DRAWING in the AIR
2025.02.08 - 2025.03.08
Space Fountain is hosting a solo exhibition by artist Park Hyo Jin, who constantly studies the material properties and visual effects based on the subject of flowers. In her first solo exhibition in four years, artist Park Hyo Jin presents a new flower shape drawn in the air. This work, which combines the genre characteristics of painting and sculpture, experiments with the theme of flowers in the form of linear drawings on a two-dimensional plane and three-dimensional space. Flat works that abstractly show the shape of flowers with thick matière and flower shapes drawn with free lines in three-dimensional space relax the boundary between painting and sculpture.

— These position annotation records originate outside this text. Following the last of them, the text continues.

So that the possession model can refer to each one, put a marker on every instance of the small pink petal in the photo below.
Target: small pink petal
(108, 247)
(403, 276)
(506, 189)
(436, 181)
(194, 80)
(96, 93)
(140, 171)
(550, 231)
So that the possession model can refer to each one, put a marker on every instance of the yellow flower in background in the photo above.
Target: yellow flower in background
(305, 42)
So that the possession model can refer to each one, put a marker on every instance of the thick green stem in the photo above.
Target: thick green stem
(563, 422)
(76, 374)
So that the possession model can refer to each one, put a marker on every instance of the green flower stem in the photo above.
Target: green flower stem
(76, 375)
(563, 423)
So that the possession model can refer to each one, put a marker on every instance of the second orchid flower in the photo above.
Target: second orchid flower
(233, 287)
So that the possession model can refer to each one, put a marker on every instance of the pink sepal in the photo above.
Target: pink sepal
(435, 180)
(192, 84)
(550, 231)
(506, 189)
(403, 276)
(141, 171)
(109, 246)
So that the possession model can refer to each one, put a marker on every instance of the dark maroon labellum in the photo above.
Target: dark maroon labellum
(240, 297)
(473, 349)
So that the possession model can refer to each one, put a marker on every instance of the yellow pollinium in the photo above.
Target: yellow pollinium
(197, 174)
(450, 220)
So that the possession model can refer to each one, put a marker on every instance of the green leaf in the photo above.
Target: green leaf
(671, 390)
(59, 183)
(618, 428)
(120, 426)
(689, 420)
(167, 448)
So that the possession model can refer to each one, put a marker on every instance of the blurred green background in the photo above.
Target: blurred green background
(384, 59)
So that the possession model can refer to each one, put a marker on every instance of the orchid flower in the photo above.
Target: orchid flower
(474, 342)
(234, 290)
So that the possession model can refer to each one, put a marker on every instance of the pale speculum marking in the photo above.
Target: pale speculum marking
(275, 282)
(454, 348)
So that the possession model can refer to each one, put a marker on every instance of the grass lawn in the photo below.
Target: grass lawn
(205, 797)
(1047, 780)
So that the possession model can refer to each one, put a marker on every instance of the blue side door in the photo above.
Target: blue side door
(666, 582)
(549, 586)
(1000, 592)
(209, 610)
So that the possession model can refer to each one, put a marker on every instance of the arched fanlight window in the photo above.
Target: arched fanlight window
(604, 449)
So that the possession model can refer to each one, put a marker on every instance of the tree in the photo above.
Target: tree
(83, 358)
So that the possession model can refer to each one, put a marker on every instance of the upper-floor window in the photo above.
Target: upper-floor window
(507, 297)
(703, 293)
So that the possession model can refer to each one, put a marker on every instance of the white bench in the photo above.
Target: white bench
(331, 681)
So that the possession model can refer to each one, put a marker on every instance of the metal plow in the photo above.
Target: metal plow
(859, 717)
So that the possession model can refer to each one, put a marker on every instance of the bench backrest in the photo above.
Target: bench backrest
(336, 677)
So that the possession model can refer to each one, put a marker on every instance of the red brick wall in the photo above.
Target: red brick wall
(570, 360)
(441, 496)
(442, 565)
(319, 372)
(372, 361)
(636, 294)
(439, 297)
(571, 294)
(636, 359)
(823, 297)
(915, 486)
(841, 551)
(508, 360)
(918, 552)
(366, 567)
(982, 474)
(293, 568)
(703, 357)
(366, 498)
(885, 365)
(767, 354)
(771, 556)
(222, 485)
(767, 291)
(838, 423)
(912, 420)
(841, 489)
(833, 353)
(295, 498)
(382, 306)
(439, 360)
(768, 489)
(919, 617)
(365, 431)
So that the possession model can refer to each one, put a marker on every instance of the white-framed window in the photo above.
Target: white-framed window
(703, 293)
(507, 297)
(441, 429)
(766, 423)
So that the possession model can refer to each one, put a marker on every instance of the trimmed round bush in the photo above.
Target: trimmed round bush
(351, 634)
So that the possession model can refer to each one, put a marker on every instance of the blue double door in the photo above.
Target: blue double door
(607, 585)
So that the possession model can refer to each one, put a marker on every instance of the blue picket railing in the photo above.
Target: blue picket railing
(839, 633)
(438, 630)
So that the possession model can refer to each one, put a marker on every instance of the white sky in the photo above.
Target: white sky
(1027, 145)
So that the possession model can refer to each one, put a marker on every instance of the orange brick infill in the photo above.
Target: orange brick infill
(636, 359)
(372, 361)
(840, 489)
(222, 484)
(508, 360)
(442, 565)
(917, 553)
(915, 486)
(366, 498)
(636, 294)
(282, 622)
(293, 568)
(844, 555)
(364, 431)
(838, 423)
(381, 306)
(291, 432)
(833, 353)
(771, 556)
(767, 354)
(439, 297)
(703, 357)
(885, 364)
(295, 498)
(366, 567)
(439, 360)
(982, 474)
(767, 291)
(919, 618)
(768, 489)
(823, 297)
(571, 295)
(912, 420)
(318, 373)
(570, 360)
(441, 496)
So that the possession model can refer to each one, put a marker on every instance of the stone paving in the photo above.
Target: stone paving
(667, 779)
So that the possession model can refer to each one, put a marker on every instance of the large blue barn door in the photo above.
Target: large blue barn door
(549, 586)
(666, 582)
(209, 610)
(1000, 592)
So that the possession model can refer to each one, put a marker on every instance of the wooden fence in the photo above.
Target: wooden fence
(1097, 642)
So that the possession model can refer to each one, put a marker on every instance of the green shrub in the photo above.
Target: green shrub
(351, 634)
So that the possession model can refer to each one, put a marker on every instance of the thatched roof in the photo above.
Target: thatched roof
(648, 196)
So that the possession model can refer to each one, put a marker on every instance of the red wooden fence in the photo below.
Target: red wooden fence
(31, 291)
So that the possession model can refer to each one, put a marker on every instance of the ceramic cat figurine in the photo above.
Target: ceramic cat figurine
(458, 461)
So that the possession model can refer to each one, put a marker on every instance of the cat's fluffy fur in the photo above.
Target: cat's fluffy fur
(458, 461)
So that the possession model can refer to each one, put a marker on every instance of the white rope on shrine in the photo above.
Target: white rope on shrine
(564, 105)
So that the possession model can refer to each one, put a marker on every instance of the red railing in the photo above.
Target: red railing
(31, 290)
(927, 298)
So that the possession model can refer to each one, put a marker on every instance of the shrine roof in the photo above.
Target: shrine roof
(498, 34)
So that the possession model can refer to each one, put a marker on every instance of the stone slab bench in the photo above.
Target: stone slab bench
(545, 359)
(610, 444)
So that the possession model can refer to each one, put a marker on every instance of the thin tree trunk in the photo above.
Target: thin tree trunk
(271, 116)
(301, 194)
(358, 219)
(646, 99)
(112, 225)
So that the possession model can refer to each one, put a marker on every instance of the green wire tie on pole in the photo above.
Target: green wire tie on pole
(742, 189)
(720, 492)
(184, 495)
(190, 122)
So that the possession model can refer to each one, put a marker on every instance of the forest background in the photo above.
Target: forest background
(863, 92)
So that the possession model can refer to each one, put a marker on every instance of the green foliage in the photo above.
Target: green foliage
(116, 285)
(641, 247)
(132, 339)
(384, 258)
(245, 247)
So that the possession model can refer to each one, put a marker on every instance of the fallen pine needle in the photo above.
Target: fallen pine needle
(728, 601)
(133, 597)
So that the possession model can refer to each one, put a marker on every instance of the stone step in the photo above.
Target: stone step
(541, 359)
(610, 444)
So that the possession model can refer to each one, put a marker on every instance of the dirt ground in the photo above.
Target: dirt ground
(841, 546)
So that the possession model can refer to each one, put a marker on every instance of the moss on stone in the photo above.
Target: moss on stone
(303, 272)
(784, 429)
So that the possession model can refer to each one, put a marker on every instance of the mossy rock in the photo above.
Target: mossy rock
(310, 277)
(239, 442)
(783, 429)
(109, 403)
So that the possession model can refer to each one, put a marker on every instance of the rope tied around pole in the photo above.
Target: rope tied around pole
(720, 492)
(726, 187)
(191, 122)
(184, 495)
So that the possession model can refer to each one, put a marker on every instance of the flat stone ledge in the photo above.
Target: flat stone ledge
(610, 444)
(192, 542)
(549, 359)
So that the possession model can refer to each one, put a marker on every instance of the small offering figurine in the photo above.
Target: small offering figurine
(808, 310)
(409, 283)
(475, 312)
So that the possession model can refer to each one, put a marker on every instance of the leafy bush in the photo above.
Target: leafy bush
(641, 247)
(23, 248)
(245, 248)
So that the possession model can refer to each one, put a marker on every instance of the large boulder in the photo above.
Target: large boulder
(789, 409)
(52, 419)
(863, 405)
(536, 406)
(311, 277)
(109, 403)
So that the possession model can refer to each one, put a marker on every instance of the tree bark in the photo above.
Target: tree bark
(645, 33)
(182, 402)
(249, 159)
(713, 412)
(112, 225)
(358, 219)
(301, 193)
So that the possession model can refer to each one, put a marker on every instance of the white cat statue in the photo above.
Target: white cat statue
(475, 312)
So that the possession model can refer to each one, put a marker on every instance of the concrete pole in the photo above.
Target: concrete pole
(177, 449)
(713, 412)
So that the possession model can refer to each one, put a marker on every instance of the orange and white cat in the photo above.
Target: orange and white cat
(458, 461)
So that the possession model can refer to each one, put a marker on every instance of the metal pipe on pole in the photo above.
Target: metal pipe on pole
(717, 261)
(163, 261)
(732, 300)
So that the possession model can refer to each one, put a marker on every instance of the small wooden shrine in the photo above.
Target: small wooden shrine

Artist Park Hyo Jin created the shape of a flowing flower and then took a photo to create a two-dimensional work. In these new works, they are now drawn in space in the form of lines and appear on a flat surface in a three-dimensional form. The shapes of flowers, expressed through lines and planes based on colorful colors, radiate the dynamic energy of life. This exhibition, which shows the most beautiful moments of flowers in full bloom through a primitive drawing method, will be a great opportunity to reflect on the meaning of life through flowers.
박효진
[Note]
In the previous work, 'Night Garden,' flowers were an image as a being of desire that ripened in abundance and bloomed at night. Flowers blooming in the night garden exuded vitality and simultaneously expressed frustration and loss of desire with pigments flowing down along gravity. This solo exhibition in four years looks at flowers from a different perspective from previous research. Flowers viewed as sculptors are interpreted and expressed differently from those of painters. Unlike the flatness of paintings that can draw imagination, the expression of sculptors who draw materiality and work with it is very different. Flowers are commonly used objects, and many works with flower motifs are still worth exploring if you change your perspective. Flowers and beauty have been used in various cultures in a symbolic sense. Religiously, it also means the birth or reincarnation of life. As such, flowers have been used closely with human life, history, and culture. Even in happy moments, it is an object that does not fall out when expressing happiness. Therefore, even with simplified symbols, flowers are universal and recognized as flowers. With a few petals and strands of yellow flowers, they undoubtedly become flowers. Flowers often appear in drawings that children draw poorly. They are clumsy and straightforward but are enough to express happiness. The child colors faithfully to his instinct for color. In this exhibition, I explore the most basic and purest flowers that children seem to express from flowers that expressed frustration at the same time as the desire of the previous work. I draw and color with the child's heart, which selects and draws primary crayons. Flowers are drawn not only on the plane but also in the space.